The African Matabele ants (Megaponera analis) are likely to the injuries of their injured comrades. And they accomplish that somewhat efficiently: Without such attendance, 80 p.c of the injured ants die; after receiving “medical” therapy, solely 10 p.c succumb to their accidents.
Erik T. Frank, Marten Wehrhan and Karl Eduard Linsenmair from Julius-Maximilians-Universität Würzburg (JMU) in Bavaria, Germany, made this astonishing discovery. Their outcomes have been printed within the journal Proceedings of the Royal Society B. No different bugs are identified to decorate the injuries of their comrades. The JMU biologists even imagine that such behaviour is exclusive in the complete animal kingdom.
Ants go on high-risk raids
Matabele ants have a excessive threat of getting injured every single day: The bugs, that are broadly distributed in Sub-Saharan Africa, got down to raid termites two to 4 instances a day. Proceeding in lengthy recordsdata of 200 to 600 animals, they raid termites at their foraging websites, killing many employees and hauling the prey again to their nest the place they’re finally eaten.
However, the ants meet fierce resistance from the well-armoured termite troopers which can be very adept at utilizing their highly effective jaws to fend off the attackers. Injury and mortality among the many ants happen throughout such combats. For instance, the ants continuously lose limbs which can be bitten off by termite troopers. When an ant is injured in a struggle, it calls its mates for assist by excreting a chemical substance which makes them carry their injured comrade again to the nest. Erik T. Frank already described this rescue service in 2017.
But the Würzburg biologists dug deeper: What occurs as soon as the injured ants are again within the nest? The ants deal with the open wounds of their injured fellows by “licking” them intensively, typically for a number of minutes. “We suppose that they do this to clean the wounds and maybe even apply antimicrobial substances with their saliva to reduce the risk of bacterial or fungal infection,” Frank explains.
Severely injured ants are left behind on the battlefield
The crew from the JMU Biocentre uncovered extra thrilling particulars in regards to the emergency rescue service of the Matabele ants. Badly injured ants lacking 5 of their six legs, for instance, get no assistance on the battleground. The resolution who’s saved and who’s left behind is made not by the rescuers however by the injured ants themselves.

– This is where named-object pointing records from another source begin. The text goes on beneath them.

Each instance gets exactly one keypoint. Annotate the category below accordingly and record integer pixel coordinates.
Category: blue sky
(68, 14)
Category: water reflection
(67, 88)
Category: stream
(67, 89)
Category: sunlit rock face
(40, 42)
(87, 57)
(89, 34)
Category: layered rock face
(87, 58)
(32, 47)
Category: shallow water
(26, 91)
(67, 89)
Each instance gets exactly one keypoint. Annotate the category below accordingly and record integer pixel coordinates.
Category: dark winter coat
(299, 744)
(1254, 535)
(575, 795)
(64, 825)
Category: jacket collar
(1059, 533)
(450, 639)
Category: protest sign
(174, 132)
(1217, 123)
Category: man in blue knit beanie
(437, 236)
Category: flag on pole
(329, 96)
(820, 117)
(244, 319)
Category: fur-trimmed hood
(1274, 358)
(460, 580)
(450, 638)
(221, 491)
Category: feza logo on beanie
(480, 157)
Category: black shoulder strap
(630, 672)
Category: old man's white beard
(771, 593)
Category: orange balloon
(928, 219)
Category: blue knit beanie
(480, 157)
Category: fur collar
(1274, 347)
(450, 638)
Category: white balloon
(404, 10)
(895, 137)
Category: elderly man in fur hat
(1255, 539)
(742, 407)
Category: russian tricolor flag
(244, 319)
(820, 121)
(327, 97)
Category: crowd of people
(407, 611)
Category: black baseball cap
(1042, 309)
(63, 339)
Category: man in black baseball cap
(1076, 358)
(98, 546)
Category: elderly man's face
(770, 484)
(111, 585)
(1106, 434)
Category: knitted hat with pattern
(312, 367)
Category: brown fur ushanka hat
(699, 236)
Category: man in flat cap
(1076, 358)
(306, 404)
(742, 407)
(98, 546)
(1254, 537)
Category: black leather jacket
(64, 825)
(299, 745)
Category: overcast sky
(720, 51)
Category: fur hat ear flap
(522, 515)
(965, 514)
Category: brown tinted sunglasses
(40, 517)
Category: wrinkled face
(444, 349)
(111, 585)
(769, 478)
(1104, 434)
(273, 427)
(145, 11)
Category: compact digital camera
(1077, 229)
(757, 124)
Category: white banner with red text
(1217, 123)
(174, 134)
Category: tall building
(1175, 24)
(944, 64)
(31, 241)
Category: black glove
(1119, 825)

Slightly injured ants preserve nonetheless and even pull of their remaining limbs to facilitate transport. Their badly injured counterparts in distinction wrestle and lash out wildly. “They simply don’t cooperate with the helpers and are left behind as a result,” Frank says. So the hopeless circumstances be sure that no vitality is invested in rescuing them.
Slightly injured ants preserve nonetheless
When Matabele ants are solely barely injured, they transfer far more slowly than regular as soon as potential helpers are close to. This behaviour in all probability will increase their probabilities of being observed by the opposite ants dashing again to the nest in a column. Or it could be that ants can localize the “save-me-substance” extra simply in resting ants.
More questions come up
The new insights give rise to new questions: How do ants acknowledge the place precisely a mate was injured? How do they know when to cease dressing the injuries? Is therapy purely preventive or additionally therapeutic, after an an infection has occurred?
Erik T. Frank will proceed to deal with these and different questions on the University of Lausanne in Switzerland the place he has been doing postdoc analysis since February 2018. He lately accomplished his doctoral thesis at JMU.